I have a "package rank" based on a certain number of times a unique customer id has been sent a package.
row_number() over (partition by package.customer_id
order by ship_date.shipped_date) as package_rank
The output returned is something like this:
+------------+-----------+-----+
|customer_id | ship_date | rank|
+------------+-----------+-----+
| sam | 8/20/2019 | 1 |
| sam | 9/20/2019 | 2 |
| sam | 9/23/2019 | 3 |
| tim | 9/20/2019 | 1 |
| tim | 10/18/2019| 2 |
+------------+-----------+-----+
Since, it is unlikely that we would have shipped another complete box within 3 days, like in the case of sam, I would not want to include that shipment. I would only want to have the rank include shipment dates that are at least 28 days later than the previous ship date. Please let me know what the best way to go about this is! Thank you in advance.
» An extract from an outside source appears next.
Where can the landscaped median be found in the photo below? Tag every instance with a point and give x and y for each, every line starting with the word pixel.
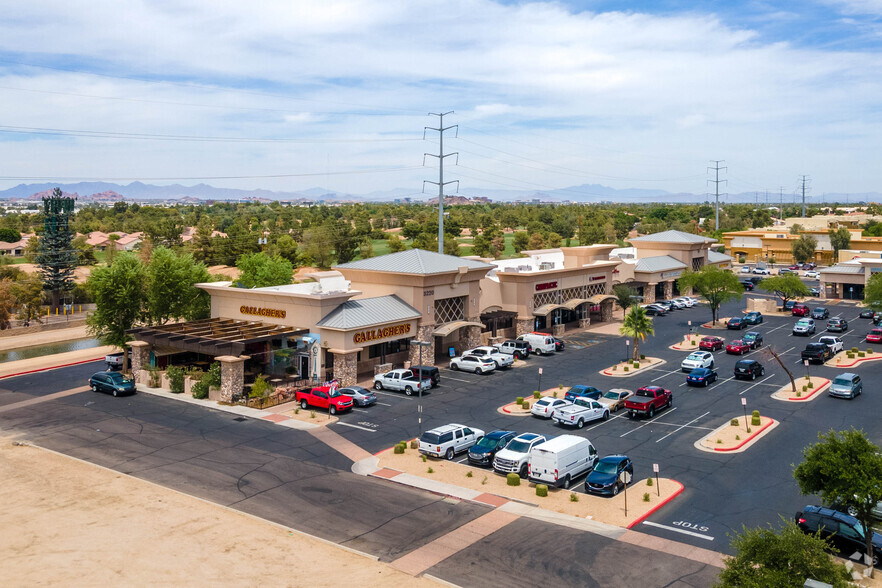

Use a window function to exclude such rows from the list:
SELECT customer_id,
ship_date,
row_number()
OVER (PARTITION BY customer_id
ORDER BY ship_date) AS rank
FROM (SELECT customer_id,
ship_date,
lag(ship_date)
OVER (PARTITION BY customer_id
ORDER BY ship_date) AS prev_ship_date
FROM package) AS p1
WHERE (prev_ship_date + 28 > ship_date) IS NOT FALSE
ORDER BY rank;